The accidental hypocrite & the fake plants that died because he didn’t pretend to water them…

Sorrow can be alleviated by good sleep, a bath and a glass of wine…

Thomas Aquinas

Nikon026x600Just as my wise and decidedly erstwhile therapist once neglected to tell me voluntarily, if you ain’t got none then fake some— something which was no doubt passed down from one learned bejacketed chap to another and then to him in order to band-aid folk in desperate need, for reasons both earth shattering or as erroneous as whatever mine happened to be at the time. Now just happens to be time to water the plastic tree and I don’t even consider myself to be overly sceptical. But I must confess to considering such sandwich-filler philosophy to be some kind of joke that few, of which I wasn’t one of those who were in on; or that perhaps this was his idea of faking it, and in some round about way, was him subtly demonstrating how to use the prescription.

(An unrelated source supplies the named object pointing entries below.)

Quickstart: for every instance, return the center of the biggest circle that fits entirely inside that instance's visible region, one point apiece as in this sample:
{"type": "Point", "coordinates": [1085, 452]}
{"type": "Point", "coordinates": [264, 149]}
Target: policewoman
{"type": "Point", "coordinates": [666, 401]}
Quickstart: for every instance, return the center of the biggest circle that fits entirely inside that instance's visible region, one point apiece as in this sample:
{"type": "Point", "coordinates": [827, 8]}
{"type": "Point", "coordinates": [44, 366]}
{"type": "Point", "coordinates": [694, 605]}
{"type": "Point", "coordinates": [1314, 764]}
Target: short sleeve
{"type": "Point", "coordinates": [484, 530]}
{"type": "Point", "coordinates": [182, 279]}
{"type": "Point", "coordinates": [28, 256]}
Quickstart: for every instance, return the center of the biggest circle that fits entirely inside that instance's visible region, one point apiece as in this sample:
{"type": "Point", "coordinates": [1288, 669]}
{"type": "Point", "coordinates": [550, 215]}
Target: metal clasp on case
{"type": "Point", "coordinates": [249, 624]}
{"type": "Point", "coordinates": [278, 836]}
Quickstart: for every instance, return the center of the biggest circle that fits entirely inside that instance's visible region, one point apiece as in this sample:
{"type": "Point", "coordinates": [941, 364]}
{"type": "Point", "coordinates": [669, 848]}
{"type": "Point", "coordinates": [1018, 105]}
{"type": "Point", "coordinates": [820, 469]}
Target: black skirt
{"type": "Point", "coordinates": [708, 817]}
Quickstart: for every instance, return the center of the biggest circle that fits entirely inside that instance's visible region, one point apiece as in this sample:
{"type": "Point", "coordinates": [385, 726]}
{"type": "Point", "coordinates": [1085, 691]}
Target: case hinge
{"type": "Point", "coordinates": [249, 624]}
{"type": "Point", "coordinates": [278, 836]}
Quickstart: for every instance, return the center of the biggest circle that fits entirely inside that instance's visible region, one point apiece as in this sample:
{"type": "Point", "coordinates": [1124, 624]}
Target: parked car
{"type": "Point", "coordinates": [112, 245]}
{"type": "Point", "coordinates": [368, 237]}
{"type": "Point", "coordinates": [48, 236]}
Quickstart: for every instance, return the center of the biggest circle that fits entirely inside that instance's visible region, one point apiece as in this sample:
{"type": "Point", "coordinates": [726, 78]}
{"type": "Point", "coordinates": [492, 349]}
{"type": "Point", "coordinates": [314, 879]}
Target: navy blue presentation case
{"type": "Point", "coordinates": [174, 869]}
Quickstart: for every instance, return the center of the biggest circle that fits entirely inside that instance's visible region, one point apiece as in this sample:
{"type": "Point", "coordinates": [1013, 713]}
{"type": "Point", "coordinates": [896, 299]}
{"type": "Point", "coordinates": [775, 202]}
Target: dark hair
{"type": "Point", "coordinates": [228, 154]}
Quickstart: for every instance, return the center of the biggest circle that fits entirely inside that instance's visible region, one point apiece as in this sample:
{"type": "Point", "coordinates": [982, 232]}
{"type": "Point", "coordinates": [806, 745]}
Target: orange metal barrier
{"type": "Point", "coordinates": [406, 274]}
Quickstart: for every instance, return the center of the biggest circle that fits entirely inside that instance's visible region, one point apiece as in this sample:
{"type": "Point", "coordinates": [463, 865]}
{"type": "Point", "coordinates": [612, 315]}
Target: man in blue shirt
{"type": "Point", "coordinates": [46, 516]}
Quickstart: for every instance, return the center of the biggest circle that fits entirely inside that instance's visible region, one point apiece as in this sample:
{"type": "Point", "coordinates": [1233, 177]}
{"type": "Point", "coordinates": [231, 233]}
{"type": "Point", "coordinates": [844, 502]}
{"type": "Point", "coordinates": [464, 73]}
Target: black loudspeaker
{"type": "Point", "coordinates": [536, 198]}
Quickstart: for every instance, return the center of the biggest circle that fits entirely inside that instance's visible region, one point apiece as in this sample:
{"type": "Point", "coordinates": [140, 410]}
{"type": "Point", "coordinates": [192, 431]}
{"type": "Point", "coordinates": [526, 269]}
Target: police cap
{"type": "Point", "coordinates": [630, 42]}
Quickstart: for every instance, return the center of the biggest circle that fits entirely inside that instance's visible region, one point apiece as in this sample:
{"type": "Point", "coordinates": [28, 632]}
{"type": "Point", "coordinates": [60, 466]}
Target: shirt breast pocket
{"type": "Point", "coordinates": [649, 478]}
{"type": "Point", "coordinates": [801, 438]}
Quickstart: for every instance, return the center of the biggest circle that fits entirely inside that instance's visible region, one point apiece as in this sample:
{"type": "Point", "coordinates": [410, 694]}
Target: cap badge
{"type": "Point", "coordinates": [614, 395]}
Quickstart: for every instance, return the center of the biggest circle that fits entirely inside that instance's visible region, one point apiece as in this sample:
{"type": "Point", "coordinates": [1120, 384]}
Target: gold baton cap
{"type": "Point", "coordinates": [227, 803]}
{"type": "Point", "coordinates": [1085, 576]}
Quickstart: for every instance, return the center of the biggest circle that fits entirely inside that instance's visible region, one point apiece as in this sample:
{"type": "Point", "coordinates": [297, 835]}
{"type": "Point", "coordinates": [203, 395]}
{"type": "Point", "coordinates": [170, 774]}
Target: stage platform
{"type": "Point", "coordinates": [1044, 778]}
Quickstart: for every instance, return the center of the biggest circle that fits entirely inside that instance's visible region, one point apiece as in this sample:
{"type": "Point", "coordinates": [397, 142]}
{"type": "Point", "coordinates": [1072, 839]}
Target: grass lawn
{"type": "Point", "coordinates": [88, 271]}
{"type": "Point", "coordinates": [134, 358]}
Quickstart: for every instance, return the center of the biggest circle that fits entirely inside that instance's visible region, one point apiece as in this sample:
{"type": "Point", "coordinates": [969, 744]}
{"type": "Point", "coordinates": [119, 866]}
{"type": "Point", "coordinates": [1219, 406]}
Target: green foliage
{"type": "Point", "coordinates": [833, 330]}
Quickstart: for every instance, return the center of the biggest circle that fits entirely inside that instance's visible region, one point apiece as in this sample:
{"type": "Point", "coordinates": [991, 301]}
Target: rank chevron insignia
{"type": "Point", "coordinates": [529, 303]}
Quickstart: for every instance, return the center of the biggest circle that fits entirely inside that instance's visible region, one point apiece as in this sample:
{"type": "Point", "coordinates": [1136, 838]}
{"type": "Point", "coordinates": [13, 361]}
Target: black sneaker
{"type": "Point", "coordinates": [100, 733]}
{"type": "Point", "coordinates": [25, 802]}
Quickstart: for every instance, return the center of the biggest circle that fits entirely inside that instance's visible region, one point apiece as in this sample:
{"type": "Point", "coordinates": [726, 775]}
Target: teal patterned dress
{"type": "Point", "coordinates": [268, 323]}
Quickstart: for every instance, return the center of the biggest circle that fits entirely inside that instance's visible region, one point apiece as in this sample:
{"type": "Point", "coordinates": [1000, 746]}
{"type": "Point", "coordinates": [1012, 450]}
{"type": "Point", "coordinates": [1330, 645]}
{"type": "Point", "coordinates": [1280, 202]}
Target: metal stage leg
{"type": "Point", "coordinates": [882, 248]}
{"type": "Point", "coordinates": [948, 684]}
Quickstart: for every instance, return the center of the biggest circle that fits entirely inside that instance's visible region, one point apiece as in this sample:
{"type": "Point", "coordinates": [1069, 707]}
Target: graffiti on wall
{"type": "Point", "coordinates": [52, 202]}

Whatever it was, I accepted it and have attempted to use it many times since with varying degrees of success and failure I might add— all with the exception of sincerity, since I’ve found it’s the one thing that if you can fake, you can fake anything. As for me, my hypocrisy only goes so far and since I have so few opportunities to be genuinely sincere these days, I much prefer giving it a go the old fashioned way. Besides, it also seems to be something that becomes rarer with the passing of time. I suppose a lot of the ‘pretending’ nonsense is much better suited to young folk and their flexible skin, as my walrus-like derma gives the game away with far too much swift to be considered fair game— and I’m not one to be deliberately foolish, any more than I am to be accidentally hypocritical.

Enough as they say is quite enough. I’ve reached that unfortunate point in any period of sub-par-ness, whereby I’ll actually start rewinding moments and days in an attempt to fathom the unfathomable, or at the very least, the invisible bottom which deserves my unreserved wrath to be turned spittoon and crazed. It’s imprecise, futile and impossible to spank. Nope, it merely adds to the joylessness of something which belongs confined to the golf course. I’ve even begun harbouring ill thoughts concerning my recent trip— that if I hadn’t gone everything would’ve been fine, I’d still be sleeping and working and perfect— but that’s B.S. as well. For starters, I don”t believe it, secondly, I needed a break and had a wonderful time— I’m not much of a drinker these days and nothing quite validates the conscience like a change of scenery whilst corking a splendid Pinot Noir in the late ante meridiem on a school day. Nope, it wasn’t that and I bear nothing but resentment for even thinking it.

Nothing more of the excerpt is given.